Algoritmos são ferramentas que se tornaram cada vez mais presentes em nossas vidas. Eles são usados em diversas áreas, desde a criação de recomendações de filmes e músicas até o controle de tráfego em grandes cidades. No entanto, o uso desses algoritmos tem gerado preocupação em relação aos seus impactos na sociedade. E, infelizmente, os resultados têm sido os piores possíveis.
Em 2025, a “palavra” do ano foi escolhida e ela foi “humanidade”. Mas por que essa palavra foi escolhida? Infelizmente, por causa dos efeitos negativos que os algoritmos têm tido em nossa sociedade. Eles têm sido usados como campo de testes, sem considerar as consequências para as pessoas envolvidas.
Um dos principais problemas é a discriminação algorítmica. Os algoritmos são baseados em dados e, muitas vezes, esses dados contêm preconceitos e desigualdades sociais. Por exemplo, em processos seletivos de emprego, os algoritmos podem acabar reproduzindo o viés de gênero ou raça presentes nos currículos dos candidatos. Isso acaba perpetuando a desigualdade e dificultando o acesso de minorias a oportunidades de trabalho.
Outro exemplo preocupante é o uso de algoritmos em sistemas de segurança pública. Eles são usados para prever crimes e direcionar ações policiais, mas muitas vezes essas previsões são baseadas em dados históricos que refletem o preconceito racial e social do sistema de justiça criminal. Isso pode levar a uma maior criminalização de determinados grupos e a um aumento da violência policial contra minorias.

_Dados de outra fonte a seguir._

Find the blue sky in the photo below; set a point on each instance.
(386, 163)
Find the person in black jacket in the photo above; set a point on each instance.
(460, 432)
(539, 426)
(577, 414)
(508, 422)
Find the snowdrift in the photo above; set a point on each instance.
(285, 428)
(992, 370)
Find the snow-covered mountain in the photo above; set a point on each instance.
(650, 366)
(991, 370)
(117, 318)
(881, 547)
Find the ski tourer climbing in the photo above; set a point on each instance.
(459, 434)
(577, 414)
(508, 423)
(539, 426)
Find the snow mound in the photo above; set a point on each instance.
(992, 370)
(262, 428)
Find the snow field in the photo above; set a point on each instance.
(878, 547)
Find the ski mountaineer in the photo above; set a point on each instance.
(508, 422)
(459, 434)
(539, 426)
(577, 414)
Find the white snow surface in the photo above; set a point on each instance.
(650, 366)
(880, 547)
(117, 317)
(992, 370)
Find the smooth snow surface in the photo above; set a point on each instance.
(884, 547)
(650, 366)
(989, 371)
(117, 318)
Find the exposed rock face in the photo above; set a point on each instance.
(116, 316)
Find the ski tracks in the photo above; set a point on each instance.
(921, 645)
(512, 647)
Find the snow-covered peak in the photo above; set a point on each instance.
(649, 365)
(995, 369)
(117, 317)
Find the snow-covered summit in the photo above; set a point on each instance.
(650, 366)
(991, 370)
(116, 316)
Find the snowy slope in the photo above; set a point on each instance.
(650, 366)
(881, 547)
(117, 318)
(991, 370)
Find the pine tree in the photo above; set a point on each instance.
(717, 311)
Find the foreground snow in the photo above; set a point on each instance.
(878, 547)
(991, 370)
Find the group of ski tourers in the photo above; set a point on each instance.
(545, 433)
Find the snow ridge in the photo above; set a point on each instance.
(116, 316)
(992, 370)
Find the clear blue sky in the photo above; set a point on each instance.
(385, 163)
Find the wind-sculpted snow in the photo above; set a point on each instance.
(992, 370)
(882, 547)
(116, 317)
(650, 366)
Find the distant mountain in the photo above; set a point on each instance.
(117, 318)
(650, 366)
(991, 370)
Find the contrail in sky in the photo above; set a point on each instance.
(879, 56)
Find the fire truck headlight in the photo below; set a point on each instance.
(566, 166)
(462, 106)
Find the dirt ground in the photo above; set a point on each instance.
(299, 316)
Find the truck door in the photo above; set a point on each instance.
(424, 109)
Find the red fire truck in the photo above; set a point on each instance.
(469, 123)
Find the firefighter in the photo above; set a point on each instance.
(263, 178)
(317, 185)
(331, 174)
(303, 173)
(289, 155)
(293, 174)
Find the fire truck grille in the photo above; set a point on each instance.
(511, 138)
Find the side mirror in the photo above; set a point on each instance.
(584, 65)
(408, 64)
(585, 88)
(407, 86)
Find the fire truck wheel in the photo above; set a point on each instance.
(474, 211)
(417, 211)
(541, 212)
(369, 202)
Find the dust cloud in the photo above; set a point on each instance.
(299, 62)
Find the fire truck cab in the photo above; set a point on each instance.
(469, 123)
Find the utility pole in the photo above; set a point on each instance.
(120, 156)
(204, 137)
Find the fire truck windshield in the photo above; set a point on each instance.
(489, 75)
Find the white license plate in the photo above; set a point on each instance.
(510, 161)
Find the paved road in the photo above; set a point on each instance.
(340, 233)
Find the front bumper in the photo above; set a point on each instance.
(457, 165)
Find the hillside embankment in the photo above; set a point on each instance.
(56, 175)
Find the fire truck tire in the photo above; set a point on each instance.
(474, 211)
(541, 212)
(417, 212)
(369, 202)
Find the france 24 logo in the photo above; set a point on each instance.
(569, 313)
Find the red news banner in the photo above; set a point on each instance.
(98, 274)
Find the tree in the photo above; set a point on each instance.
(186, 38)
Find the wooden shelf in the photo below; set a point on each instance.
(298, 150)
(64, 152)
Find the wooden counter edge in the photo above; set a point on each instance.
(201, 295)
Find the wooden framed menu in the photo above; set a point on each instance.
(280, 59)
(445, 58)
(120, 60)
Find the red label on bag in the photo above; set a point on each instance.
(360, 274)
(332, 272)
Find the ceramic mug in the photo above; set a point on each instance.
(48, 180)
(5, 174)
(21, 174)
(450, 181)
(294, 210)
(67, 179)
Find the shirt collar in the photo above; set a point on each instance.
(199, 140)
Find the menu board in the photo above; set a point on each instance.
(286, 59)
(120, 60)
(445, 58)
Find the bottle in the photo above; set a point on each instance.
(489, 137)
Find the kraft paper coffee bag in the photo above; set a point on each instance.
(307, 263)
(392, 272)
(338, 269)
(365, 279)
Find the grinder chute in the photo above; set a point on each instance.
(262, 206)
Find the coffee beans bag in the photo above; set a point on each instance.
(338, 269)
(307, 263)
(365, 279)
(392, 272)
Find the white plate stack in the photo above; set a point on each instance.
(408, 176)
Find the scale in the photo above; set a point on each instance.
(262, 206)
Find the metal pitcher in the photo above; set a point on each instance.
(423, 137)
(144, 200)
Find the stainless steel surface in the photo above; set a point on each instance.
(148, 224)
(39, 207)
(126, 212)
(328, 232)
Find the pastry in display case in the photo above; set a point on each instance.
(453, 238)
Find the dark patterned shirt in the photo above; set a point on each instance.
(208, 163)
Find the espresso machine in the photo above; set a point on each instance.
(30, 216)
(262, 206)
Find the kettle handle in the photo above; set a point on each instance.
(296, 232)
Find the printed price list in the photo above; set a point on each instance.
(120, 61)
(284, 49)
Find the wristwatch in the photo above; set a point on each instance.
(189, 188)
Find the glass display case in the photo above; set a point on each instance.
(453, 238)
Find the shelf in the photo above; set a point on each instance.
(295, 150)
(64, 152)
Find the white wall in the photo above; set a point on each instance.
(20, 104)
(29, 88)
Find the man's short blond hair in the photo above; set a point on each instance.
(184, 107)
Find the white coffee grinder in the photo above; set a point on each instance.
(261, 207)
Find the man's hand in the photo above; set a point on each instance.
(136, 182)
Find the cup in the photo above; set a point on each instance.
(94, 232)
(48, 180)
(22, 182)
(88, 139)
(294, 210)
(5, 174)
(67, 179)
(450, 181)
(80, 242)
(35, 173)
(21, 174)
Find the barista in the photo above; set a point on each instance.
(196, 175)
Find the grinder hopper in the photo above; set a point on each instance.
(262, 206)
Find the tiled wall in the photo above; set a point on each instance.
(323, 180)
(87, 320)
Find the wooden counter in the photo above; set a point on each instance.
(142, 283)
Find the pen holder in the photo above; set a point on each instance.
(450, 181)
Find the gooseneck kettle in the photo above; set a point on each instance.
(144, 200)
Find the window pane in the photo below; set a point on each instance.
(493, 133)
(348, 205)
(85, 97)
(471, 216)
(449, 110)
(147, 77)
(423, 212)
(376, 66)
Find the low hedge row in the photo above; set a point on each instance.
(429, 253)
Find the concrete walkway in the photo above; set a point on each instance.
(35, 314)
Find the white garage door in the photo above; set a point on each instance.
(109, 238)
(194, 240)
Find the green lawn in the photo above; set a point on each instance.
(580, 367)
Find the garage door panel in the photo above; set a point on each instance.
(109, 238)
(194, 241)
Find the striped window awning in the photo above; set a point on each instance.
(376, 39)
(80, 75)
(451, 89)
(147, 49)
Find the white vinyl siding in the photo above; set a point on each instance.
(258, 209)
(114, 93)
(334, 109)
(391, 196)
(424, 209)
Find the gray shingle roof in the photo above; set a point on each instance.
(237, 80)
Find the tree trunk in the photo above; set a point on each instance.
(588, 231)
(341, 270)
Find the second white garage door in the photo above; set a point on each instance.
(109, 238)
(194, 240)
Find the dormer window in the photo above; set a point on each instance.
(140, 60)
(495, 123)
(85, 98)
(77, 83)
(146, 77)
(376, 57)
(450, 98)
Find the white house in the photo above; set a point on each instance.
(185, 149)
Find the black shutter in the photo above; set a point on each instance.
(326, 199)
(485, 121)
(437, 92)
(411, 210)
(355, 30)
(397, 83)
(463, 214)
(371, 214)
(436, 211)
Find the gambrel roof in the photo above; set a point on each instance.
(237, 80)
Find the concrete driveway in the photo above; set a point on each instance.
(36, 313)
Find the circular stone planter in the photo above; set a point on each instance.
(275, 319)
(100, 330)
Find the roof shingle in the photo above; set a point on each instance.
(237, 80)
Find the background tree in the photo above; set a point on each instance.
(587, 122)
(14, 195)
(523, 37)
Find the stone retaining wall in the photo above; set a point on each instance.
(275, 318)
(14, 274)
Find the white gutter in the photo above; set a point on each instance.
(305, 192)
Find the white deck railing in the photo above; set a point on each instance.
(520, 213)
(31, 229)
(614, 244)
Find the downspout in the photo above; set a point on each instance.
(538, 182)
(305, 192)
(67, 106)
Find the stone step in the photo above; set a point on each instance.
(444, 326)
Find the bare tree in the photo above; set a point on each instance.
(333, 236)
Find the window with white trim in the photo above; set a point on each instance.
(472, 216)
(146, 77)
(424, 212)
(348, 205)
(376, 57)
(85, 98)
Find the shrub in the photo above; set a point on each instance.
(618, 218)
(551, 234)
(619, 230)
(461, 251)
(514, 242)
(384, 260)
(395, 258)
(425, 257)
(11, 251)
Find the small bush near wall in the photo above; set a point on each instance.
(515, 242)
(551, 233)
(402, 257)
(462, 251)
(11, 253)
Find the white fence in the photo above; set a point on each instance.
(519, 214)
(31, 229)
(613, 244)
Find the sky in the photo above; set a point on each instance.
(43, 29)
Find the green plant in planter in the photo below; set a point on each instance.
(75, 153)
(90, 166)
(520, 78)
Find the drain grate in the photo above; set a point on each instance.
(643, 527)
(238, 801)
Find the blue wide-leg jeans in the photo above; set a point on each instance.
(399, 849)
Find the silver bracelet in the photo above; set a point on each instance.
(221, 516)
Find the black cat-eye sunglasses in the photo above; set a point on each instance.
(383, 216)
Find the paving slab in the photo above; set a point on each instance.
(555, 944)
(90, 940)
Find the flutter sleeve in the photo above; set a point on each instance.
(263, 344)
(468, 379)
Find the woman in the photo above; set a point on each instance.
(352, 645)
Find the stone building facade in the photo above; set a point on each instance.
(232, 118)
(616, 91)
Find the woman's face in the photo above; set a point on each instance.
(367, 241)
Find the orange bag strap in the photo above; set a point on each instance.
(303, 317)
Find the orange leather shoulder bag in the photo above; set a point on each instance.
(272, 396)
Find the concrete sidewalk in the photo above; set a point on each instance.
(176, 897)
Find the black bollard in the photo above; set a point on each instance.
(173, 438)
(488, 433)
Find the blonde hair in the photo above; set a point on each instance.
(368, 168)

Além disso, os algoritmos também têm sido usados para manipular o comportamento das pessoas. Nas redes sociais, por exemplo, eles são usados para mostrar conteúdos que sejam mais propensos a gerar engajamento e, consequentemente, mais lucro para as empresas. Isso pode levar a uma bolha de informações, onde as pessoas só são expostas a conteúdos que reforçam suas próprias opiniões, gerando polarização e desinformação.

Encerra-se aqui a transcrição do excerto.